Я смотрела в черную дыру в стене, чувствуя, как растет во мне напряжение. Да, она права — Кистен погиб, как пешка в политической игре. Эта яркая душа, только начавшая узнавать свою силу, была грубо погашена, чтобы потешить чье-то самолюбие и поставить Айви на колени. Я еще могла бы понять мотив мести, но это…

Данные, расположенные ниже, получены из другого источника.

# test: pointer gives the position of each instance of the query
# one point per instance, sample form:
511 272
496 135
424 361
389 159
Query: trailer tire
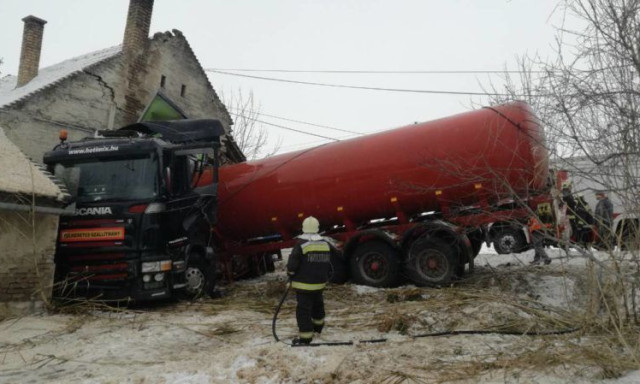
375 264
508 240
432 262
199 276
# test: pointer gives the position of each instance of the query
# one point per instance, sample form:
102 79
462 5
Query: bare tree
587 97
251 136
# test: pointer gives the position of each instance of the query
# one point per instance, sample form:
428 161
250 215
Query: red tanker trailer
410 201
414 201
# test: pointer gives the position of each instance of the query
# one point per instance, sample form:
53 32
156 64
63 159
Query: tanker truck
413 202
155 215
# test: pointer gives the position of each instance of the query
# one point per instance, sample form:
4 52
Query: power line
287 128
368 88
390 72
301 122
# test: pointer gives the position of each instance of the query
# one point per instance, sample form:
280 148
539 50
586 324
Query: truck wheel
195 280
375 264
431 262
261 264
476 239
199 276
509 240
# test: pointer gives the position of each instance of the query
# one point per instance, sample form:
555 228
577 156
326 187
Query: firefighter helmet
310 225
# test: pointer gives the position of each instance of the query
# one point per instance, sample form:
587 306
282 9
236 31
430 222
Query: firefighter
604 219
537 231
309 268
584 221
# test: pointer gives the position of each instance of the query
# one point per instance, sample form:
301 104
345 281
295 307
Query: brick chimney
136 33
31 47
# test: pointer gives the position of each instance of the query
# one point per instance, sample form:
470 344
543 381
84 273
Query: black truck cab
145 200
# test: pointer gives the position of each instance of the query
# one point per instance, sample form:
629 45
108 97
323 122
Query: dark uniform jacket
309 264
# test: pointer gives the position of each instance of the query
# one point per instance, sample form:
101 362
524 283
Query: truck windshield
110 179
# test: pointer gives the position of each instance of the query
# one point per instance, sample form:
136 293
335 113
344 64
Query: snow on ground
228 340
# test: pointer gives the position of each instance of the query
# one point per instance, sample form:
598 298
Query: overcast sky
350 35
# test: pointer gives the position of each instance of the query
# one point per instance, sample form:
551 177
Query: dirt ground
527 323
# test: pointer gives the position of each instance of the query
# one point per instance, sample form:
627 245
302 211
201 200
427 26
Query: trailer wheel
509 240
431 262
199 276
375 264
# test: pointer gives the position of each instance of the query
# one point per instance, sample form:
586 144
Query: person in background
584 219
604 218
310 268
537 231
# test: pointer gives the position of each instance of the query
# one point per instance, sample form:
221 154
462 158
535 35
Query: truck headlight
156 266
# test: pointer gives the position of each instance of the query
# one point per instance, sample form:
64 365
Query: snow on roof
51 75
19 175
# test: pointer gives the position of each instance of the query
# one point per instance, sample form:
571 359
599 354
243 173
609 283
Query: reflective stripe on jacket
309 264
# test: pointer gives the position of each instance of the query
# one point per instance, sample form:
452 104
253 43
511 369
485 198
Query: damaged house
158 78
29 207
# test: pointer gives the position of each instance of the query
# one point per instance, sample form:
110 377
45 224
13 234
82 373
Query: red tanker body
356 179
472 160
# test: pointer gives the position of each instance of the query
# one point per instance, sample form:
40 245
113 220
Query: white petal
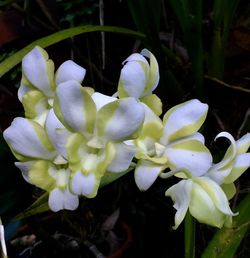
57 133
123 157
84 185
180 194
62 199
183 120
146 173
243 143
39 70
101 99
133 77
153 77
22 90
230 153
25 167
69 70
216 194
189 154
119 120
74 107
28 138
240 165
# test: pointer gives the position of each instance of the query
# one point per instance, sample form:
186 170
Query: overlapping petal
146 173
183 120
28 139
123 156
39 70
69 70
120 120
181 196
62 199
138 77
190 154
74 107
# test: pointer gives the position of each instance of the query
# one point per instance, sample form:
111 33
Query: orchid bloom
39 82
234 163
207 196
173 143
139 78
41 161
204 199
100 126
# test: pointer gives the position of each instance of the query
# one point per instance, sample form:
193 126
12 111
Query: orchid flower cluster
72 137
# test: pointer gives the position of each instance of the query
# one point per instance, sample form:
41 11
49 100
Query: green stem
189 225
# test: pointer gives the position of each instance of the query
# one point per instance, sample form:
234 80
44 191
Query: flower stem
189 225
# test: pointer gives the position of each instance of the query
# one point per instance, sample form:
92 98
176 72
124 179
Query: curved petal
86 185
39 175
57 133
189 154
133 77
101 99
28 138
153 102
69 70
230 153
216 194
62 199
74 107
153 76
25 87
36 106
203 208
39 70
25 168
123 156
183 120
243 143
240 165
120 120
146 172
180 194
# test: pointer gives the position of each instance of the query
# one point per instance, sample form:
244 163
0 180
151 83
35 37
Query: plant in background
73 137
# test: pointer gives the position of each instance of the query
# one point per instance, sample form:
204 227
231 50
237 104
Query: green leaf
54 38
226 241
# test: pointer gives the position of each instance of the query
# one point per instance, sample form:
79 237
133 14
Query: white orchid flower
139 78
38 83
204 199
234 163
100 127
40 162
173 143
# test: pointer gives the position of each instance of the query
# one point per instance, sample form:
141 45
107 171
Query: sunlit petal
123 156
39 70
180 194
183 120
74 107
28 138
120 120
62 199
146 173
69 70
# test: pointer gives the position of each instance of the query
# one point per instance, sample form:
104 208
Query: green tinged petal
183 120
153 102
39 70
39 175
120 120
35 105
75 108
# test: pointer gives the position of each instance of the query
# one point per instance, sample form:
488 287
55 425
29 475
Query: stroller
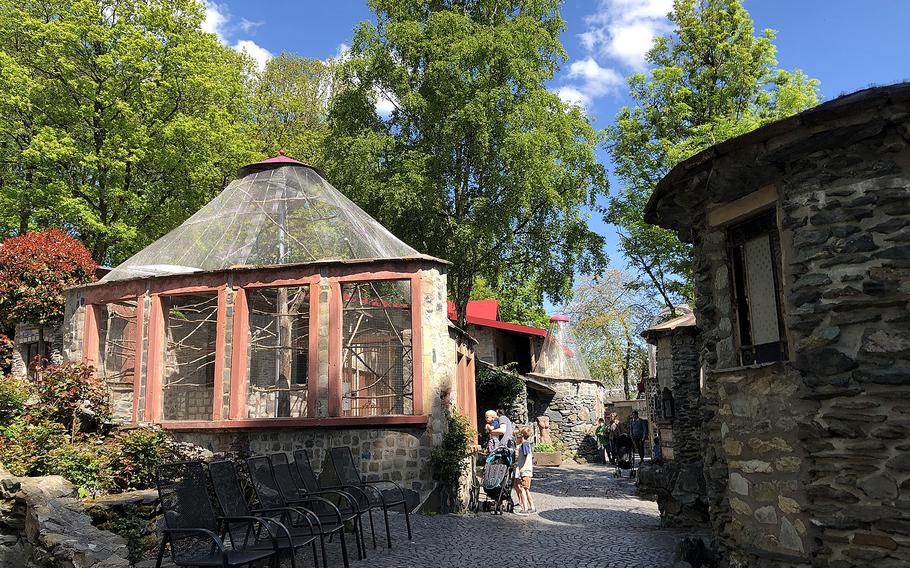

Шепотом попрощавшись с Кистеном, Айви повесила голову и прошла мимо меня. Я стояла, глядя в черную дыру. Рука Эддена легла на мое плечо:
— Тебе нужно согреться.
Я сбросила его руку. Согреться. Хорошая мысль. Я еще не была готова уйти. Душа Кистена успокоилась, потому что он дрался и победил. А те, кто остались? А мы с Айви? Разве нет у нас тоже права на удовлетворение?
Сердце застучало сильнее, я решительно стиснула зубы:
— Я не буду жить с такой душевной раной.
Айви остановилась, шаркнув сапогами, Эдден посмотрел на меня подозрительно.
Я показала трясущейся рукой на черную дыру:
— Я не дам ОВ это дело тихо прикрыть, положить этих в землю с приличными надгробьями и почтительными надписями и объявить, что Кистен был убит ради чьих-то политических целей.
Айви покачала головой:
— Это уже без разницы.
Но для меня разница была.
В подземелье царила чернота, и эта тьма скрывала мерзость целой жизни, проведенной в страхе смерти, в подчинении собственным себялюбивым прихотям, мерзость жизни без души, обмененной на бессмысленное желание выжить. И там, куда шла эта уродливая карикатура на силу и власть, рушились настоящие жизни. Кистен утратил душу, едва обретя в себе силы, Айви все туже затягивала на себе петлю, пытаясь найти мир. Хватит этой тьмы. Пусть тут будет свет. Свет суровой правды, чтобы ее не предали земле по-тихому.
— Рэйчел? — вопросительно окликнула меня Айви, и я коснулась линии. Она коснулась меня, разрывая мою гонкую ауру огнем. Я упала на колено, но встала, скрипя зубами, пропуская боль через себя, принимая ее.
— Celero inunio! — крикнула я, жестом черной магии давая силе выход. Я видела, как это делал Ал. Интересно, насколько это тяжело?
Линия заревела, вторгаясь в меня, привлеченная чарами. Она жгла огнем, и я задергалась в судорогах, не отпуская линию, потому что заговор действовал.
— Рэйчел! — крикнула Айви, и я отшатнулась от ослепительно белой вспышки в середине подземной камеры. Волосы отбросило назад, потом вперед, когда воздух в камере выгорел и наружный бросился внутрь. Как яркое небо, горел белый огонь — черное пятнышко в центре моей ярости.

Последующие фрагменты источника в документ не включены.